As part of the urban studies program he is taking at Simon Fraser University, Cote produced a report entitled Worth Saving: Changing the Economics of Rental Housing. In it, Cote made five recommendations to encourage the building of rental projects in Metro Vancouver which the rest of council endorsed after he presented them his report June 18.
"It's one of these issues that is not exciting or catches a lot of headlines, but it is one of those looming issues that are increasing over time," said Cote.
He says his recommendations "to address the financial gap that is creating a barrier to the development of new purpose-built rental units in Metro Vancouver," will only be effective if implemented as a whole.

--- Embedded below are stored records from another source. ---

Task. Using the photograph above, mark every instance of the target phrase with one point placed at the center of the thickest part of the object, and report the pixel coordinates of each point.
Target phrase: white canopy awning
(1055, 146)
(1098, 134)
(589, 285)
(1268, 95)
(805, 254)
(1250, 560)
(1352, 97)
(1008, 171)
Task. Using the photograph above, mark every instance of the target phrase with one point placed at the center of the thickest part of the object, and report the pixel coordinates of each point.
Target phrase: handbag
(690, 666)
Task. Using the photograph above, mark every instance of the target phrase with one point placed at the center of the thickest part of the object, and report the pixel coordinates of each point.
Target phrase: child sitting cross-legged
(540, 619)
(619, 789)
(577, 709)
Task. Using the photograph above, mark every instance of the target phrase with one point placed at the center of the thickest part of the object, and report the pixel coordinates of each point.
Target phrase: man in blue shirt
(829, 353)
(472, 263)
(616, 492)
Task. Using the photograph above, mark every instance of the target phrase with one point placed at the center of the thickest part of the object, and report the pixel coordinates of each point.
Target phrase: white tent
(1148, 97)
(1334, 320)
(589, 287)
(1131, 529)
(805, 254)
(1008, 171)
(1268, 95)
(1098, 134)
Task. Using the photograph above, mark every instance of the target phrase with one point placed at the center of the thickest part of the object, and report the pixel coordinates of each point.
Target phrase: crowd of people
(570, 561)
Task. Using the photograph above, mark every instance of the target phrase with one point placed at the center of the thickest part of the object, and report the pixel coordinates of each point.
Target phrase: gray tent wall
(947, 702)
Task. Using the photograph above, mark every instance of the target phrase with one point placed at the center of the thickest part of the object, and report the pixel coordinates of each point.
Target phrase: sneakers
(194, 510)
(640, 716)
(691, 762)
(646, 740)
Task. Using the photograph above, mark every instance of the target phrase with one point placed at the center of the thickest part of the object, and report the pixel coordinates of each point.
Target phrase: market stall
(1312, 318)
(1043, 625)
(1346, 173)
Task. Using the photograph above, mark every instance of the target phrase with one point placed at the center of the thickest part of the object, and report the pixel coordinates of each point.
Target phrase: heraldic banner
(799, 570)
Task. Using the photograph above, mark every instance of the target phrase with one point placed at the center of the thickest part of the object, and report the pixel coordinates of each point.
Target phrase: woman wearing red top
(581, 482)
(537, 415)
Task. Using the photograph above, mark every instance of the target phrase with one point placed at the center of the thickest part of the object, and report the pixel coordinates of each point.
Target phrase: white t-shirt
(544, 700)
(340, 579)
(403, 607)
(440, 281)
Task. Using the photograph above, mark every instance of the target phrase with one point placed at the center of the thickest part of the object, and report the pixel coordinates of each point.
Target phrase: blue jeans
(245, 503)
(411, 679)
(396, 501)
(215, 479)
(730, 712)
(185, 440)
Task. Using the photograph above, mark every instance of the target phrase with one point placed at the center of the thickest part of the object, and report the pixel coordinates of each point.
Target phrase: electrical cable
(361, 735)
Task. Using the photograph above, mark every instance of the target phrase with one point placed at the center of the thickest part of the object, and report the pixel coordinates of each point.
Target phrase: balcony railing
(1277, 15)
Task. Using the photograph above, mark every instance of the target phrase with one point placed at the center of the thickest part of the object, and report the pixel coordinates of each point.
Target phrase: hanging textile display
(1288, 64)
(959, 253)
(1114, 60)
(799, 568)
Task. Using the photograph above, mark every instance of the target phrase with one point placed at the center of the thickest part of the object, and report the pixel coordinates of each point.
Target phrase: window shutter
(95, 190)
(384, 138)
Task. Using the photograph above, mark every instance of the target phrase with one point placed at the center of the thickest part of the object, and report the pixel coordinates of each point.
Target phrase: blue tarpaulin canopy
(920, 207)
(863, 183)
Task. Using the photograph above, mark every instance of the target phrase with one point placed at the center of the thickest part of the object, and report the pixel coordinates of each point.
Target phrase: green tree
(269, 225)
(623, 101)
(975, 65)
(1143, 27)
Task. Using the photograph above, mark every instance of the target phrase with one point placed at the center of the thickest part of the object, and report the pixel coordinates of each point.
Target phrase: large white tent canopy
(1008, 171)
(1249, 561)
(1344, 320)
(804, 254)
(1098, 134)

The recommendations are for municipalities to:
• implement policies to limit non-rental development opportunities on sites currently occupied by purpose-built rental units, such as rental land banks, replacement policies or rental zoning;
• allow owners of existing rental properties to sell their unused density to neighbouring developments. This would significantly reduce redevelopment pressures because excess density entitlements don't exist on rental property;
• eliminate minimum parking requirements for rental projects that are within 800 metres of a frequent transit stop ("By allowing the market to determine the appropriate amount of parking for a site, the financial viability of a rental project would increase substantially");
• reduce development fees and levies to the minimum levels needed for municipalities to cover processing and essential servicing costs;
• create separate density bonus fee structures for rental projects, but only in areas that have already been pre-planned for increased density.
In the report, Cote said rental housing is needed for low and moderate income earners in the region.
"Failure to address the financial gap between purpose-built rental and market condo projects will result in demand for rental housing exceeding supply in Metro Vancouver. The social and economic consequences of this could be very detrimental to the region. To address these challenges, municipalities need to implement policies that will make the development of new purpose built rental projects financially feasible."